5. Now the next thing to think about is the actual DAC/ADC technology that actually converts these numbers to or from a physical voltage. In that conversion, there is a quantization error (the actual sample value isn’t representing exactly the corresponding voltage and the difference is the quantization error). If, somehow, they could make a codec where the S/N stays constant for quiet signals vs. loud signals, then floating-point might make some sense. But for conventional ADC/DAC technology (“conventional” is what comes before ΣΔ), the N remains constant for quiet or loud signals (assuming no clipping).
There are goofy things we used to do before ΣΔ to try to give us consistent, roughly constant S/N for loud vs. quiet signals. One is simple companding, what the old telephones did with what was called μ-law in the US and A-law in Europe. There is a non-linear curve that looks like a bipolar logarithm going between the input analog signal and the input to the ADC. But, we have to undo that curve exactly in the DSP before we can do stuff like filtering, and if our inverse curve (which is usually a lookup table) does not exactly match the analog curve, we introduce more error. Matching that is a problem.

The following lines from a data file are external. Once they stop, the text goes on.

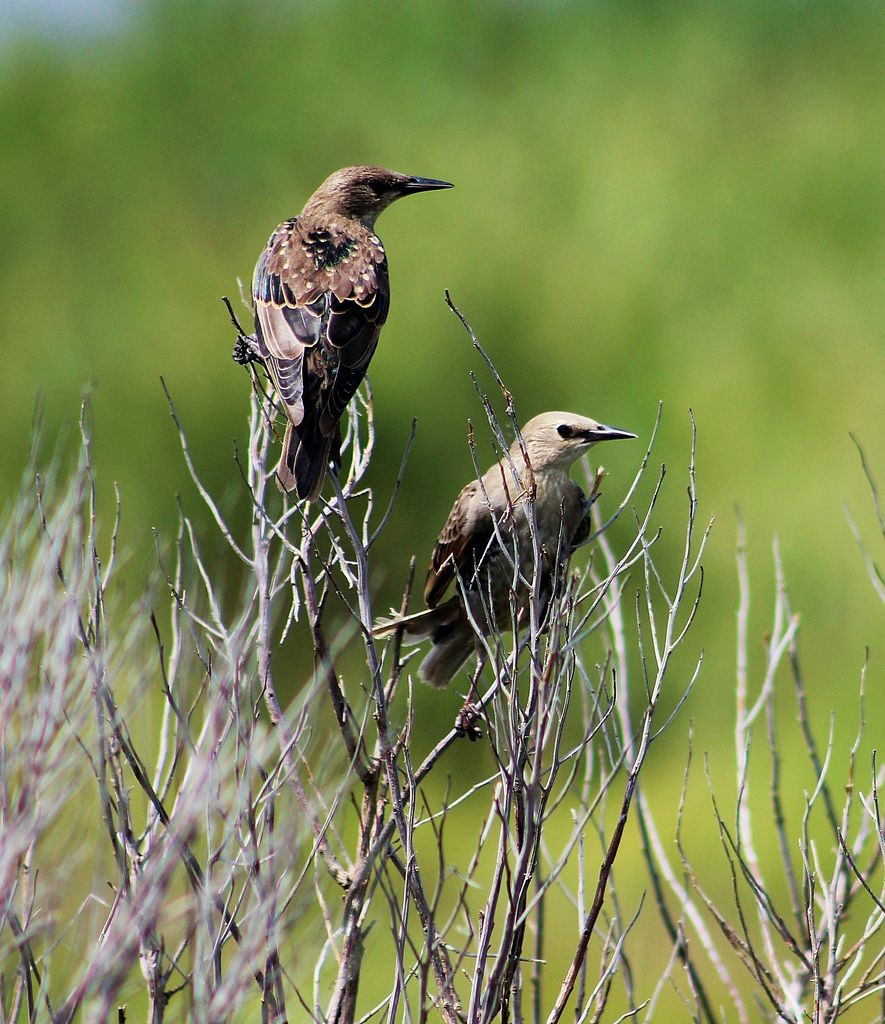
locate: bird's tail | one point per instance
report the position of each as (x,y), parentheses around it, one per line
(305,455)
(450,630)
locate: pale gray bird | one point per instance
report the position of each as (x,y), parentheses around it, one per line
(488,531)
(321,295)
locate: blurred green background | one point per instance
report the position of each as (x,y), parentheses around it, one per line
(681,203)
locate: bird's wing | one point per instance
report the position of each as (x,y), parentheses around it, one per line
(462,542)
(321,298)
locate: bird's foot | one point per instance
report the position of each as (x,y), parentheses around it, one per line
(246,349)
(465,721)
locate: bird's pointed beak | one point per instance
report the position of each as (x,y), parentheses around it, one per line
(424,184)
(603,433)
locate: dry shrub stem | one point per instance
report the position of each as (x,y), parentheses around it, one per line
(252,861)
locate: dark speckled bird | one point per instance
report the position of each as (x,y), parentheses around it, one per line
(321,294)
(488,535)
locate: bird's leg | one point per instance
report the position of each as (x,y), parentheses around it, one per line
(465,720)
(246,349)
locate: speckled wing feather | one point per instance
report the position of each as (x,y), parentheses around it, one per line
(462,543)
(321,297)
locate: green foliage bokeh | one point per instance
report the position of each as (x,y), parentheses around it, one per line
(678,203)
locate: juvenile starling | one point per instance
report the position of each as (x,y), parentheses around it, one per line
(321,294)
(488,536)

The other goofy way to do this would be with adaptive ADC or DAC conversion in which the scaled sample (that has a roughly constant headroom and S/N) goes to a DAC and there is some kinda digital-controlled amplifier following the DAC. It’s like the amplifier (or the DAC Vref) would change gain by a factor of 6.02 dB each time the word (or the exponent in the floating-point format) would get shifted over by one bit.
6. Now ΣΔ codecs are a horse of a different color. The way that quantization noise happens in them motherfuckers is a bit convoluted. If, somehow, they could design a ΣΔ DAC that had quantization noise magnitude that is roughly proportional to the signal amplitude (so a roughly constant S/N), it might make sense for the DAC to receive a floating-point word and for the ΣΔ internal DSP math to be done with floating point. But I dunno how they might do that.
So, Bob, I think you’re right. Maybe not in principle, but just in reality.